Эд закончил с повозкой и посоветовал:

— Скажи, что это разбойники были, напали на нас, чтобы ограбить. Мы — торговцы, распродались, домой едем, в Анарис. Ждать стражников времени нет, очень спешим. И прибедняться не надо, ты ж продашь разбойничьих коней, все сторицей окупится.

Трактирщик кивнул, вытянул шею, пытаясь рассмотреть Вацьку в траве, покачал головой и зашагал ко входу в трактир, куда сложил трупы.

Эд запрыгнул на козлы и прошептал, подождав, пока трактирщик исчезнет из виду:

— Вианта, тебе лучше спрятаться, потому что ищут тебя, а не меня. На козлах мы будем чередоваться с Арлито. Надеюсь, что никто из наемников не выжил и не вызовет подкрепление.

— Странно, в деревне лесорубов я ясно слышала, что люди Ратона ищут тебя, мой новоиспеченный муж считает, что я сбежала на острова с принцем Элио.

— Хм… Интересно, почему он так считает? — проговорил Эд с издевкой, я вспыхнула, но отвечать не стала, поведение убийц казалось мне странным, как будто те, в деревне, и эти выполняли разные задачи.

— И все-таки, почему они вдруг преследуют меня?
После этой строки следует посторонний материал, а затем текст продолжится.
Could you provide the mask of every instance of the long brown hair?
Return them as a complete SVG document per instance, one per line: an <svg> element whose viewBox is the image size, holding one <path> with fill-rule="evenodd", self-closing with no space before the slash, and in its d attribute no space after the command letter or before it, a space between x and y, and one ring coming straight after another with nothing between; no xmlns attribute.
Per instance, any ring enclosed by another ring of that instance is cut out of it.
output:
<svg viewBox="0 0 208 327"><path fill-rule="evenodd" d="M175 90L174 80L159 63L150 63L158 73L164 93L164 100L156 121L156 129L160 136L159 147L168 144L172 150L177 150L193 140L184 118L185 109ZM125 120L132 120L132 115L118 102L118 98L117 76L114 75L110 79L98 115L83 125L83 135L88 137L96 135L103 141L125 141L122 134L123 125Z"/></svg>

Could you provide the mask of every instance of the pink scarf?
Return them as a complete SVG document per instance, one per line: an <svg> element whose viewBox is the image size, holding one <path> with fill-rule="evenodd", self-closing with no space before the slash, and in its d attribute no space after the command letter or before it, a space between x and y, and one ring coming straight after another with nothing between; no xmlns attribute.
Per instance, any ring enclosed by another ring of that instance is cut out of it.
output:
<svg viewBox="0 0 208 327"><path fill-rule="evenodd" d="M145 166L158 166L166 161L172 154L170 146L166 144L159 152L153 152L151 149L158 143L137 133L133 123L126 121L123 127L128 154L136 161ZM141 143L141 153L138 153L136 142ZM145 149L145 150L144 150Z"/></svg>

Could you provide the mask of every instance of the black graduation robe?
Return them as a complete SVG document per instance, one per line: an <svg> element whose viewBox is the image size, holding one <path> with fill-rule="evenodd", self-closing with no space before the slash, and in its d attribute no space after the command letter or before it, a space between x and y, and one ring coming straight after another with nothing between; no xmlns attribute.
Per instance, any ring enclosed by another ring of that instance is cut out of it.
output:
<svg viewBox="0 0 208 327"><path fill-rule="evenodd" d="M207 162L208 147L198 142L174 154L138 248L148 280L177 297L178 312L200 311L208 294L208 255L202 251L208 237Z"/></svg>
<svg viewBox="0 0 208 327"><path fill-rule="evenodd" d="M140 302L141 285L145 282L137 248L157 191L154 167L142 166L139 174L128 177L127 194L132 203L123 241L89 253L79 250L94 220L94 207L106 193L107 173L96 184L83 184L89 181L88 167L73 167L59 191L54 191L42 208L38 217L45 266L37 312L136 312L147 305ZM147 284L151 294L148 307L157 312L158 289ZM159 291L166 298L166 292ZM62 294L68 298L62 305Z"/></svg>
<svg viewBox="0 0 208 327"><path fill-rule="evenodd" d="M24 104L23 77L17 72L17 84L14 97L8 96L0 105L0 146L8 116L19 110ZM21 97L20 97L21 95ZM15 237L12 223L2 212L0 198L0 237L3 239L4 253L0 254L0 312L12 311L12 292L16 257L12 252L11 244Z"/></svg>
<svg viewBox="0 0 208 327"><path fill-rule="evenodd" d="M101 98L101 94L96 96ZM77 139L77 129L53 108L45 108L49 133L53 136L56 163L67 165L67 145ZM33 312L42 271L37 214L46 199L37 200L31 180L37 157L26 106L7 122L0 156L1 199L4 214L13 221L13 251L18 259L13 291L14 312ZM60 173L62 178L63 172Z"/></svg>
С чего вдруг поняли, что я не на островах?

— Видимо, Ратон побеседовал с принцем Элио и выяснил для себя, что хотел, — предположил Эд.

Я залезла в повозку, улеглась на перину, достала из-под лавки арбалет, второй отдала Арлито, который сел рядом. Меня все еще трясло, но способность мыслить вернулась, и я спросила:

— Почему бы нам не обратиться за помощью к Баррелио?

Маг хмыкнул и ответил:

— Потому что отчасти благодаря Ратону Баррелио не только не лишили титула, но и его простолюдинка стала высокородной. А знаешь, кто был больше всех против? Орден, а значит, и город Дааль.

— Ясно, — вздохнула я, отогнула полог и оперлась о борт, чтобы быть поближе к Эду. — А я надеялась, здесь мы будем в безопасности.

— Только в Даале, — ответил Арлито.

Солнце стояло в зените, ласточки сновали высоко, но было душно, как перед дождем. Огник бежал рядом с телегой, то пропадая из виду, то появляясь впереди. Животина явно радовалась своей свободе. Эду ступенька-козлы была мала, и он растопырил колени в стороны. Так и хотелось расплести его светло-русую косу до лопаток, растрепать волосы, накрыться ими и отгородиться от мира. Я еще немного высунулась из кибитки, притулилась головой к боку Эда и закрыла глаза. Его близость унимала дрожь и тревожные мысли, будто бы и не было недавнего нападения. Он обхватил меня так, что подбородок уперся в сгиб его локтя, и я не удержалась, поцеловала его предплечье и прошептала:

— Спасибо, что ты сейчас со мной.

Он наклонился и шепнул:

— Я уже не могу по-другому.

Так мы и ехали. Повозка тряслась, а я лежала, наполовину высунувшись из нее и уткнувшись носом в руку Эда. Когда он устал держать ее согнутой, пришлось лечь щекой на его ладонь. Я просто изучала линии, и в голове рождался стих:

«Контраст ущелий и холмов, / пересеченья рваных линий, / из полусонных облаков / взгляд горизонта синий-синий. / Хочу еще хотя бы раз / попасть в твой мир потусторонний, / чтоб точно так же, как сейчас, / читать узор твоей ладони».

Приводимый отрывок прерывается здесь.